VI.  Questions à trancher

[25]     (1)  La Commission a-t-elle commis une erreur en tirant des conclusions défavorables au sujet de la crédibilité en tirant des conclusions de fait qui ne reposaient pas sur la preuve?

(2)  La Commission a-t-elle manqué aux principes d’équité procédurale en n’informant pas le demandeur de la preuve qu’il devait faire et en ne motivant pas sa décision?

VII.  Norme de contrôle

[26]      La norme de contrôle applicable en ce qui concerne les questions de crédibilité est celle de la décision manifestement déraisonnable. « La Section de la protection des réfugiés a une expertise bien établie lorsqu'il s'agit de trancher des questions de fait, et notamment d'évaluer la crédibilité des demandeurs d'asile » (Harusha c.
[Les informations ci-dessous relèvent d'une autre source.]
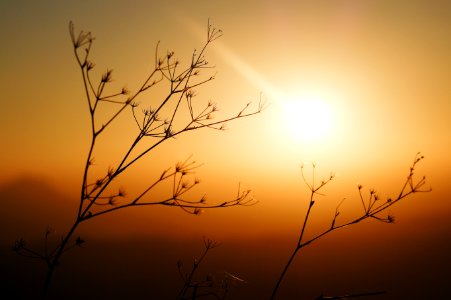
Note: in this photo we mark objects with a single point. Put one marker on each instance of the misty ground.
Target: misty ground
(415, 267)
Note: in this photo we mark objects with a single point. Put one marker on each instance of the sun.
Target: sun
(307, 118)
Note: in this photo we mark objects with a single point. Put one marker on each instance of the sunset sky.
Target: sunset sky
(357, 87)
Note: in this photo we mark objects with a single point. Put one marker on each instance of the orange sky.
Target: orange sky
(381, 67)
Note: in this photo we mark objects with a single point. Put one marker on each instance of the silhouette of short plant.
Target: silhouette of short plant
(373, 207)
(206, 287)
(176, 113)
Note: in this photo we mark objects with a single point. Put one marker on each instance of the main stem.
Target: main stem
(55, 260)
(298, 246)
(279, 281)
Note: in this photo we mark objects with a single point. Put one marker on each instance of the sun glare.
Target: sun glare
(308, 118)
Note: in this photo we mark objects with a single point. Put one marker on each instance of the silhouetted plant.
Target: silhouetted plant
(373, 207)
(194, 289)
(175, 114)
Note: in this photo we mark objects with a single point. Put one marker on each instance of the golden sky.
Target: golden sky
(380, 71)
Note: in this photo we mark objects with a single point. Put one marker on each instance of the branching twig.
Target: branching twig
(372, 208)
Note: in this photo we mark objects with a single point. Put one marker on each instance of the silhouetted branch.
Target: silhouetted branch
(162, 121)
(372, 208)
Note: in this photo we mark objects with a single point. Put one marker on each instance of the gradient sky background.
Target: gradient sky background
(382, 67)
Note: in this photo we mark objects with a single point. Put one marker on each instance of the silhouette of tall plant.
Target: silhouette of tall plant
(373, 208)
(176, 113)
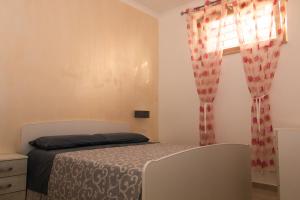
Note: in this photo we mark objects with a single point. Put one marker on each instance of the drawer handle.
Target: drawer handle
(6, 170)
(5, 187)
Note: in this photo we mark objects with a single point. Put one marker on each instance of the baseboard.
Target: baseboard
(263, 186)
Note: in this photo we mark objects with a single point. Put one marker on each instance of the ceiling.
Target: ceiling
(160, 6)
Canada (Ministre de la Citoyenneté et de l’Immigration), 2007 CF 2004, [2007] A.C.F. no 1438 (QL), par. 21); par conséquent, pour que la Cour puisse annuler une conclusion de fait tirée par la Commission, il faut qu'il soit démontré que cette conclusion est manifestement déraisonnable.

 

[27]      Pour ce qui est des questions d’équité procédurale et de justice naturelle, la Cour suprême du Canada a déclaré dans les termes les plus nets, dans l’arrêt Syndicat canadien de la fonction publique (S.C.F.P.) c. Ontario (Ministre du Travail), [2003] 1 R.C.S. 539, au paragraphe 100 : « Il appartient aux tribunaux judiciaires et non au ministre de donner une réponse juridique aux questions d’équité procédurale. Seul l’exercice en dernière analyse du pouvoir discrétionnaire de désignation conféré au ministre par le par. 6(5) est assujetti à l’analyse “pragmatique et fonctionnelle” »; en conséquence, l’analyse pragmatique et fonctionnelle ne doit pas être appliquée et le tribunal saisi d’une demande de contrôle judiciaire doit appliquer la norme de la décision correcte lorsqu’il examine toutes les questions, y compris celles portant sur la question de savoir si la décision est suffisamment motivée (Canada (Ministre de la Citoyenneté et de l’Immigration) c. Charles, 2007 CF 1146, [2007] A.C.F. No. 1493 (QL), par. 24).

 

VIII.  Analyse

(1)  La Commission a-t-elle commis une erreur en tirant des conclusions défavorables au sujet de la crédibilité en tirant des conclusions de fait qui ne reposaient pas sur la preuve?

 

Chronologie des faits – Controverse au sujet de la terre et vendetta

 

[28]      La Commission a estimé qu’il n’était pas plausible que les aînés de la famille Lunaj aient accepté la parcelle de terrain que leur avait donnée la famille Keqaj pour mettre fin à la vendetta causée par cette terre, et que ces mêmes aînés aient ensuite permis à des personnes revenues de l’étranger en mai 2005 d’annuler le règlement ayant mis fin à la vendetta.

 

[29]      M. Keqaj a expliqué, à l’audience qu’ainsi qu’il avait été souligné dans la preuve, que sa famille avait renoncé à une partie du terrain, en 1999, pour éviter une éventuelle vendetta. Contrairement à ce que la Commission affirme dans ses motifs, il n’y a pas eu de vendetta en 1995 (dossier du demandeur, affidavit du demandeur, paragraphe 6, à la page 13; transcription de l’audience, dossier du tribunal, à la page 176; motifs, à la page 4).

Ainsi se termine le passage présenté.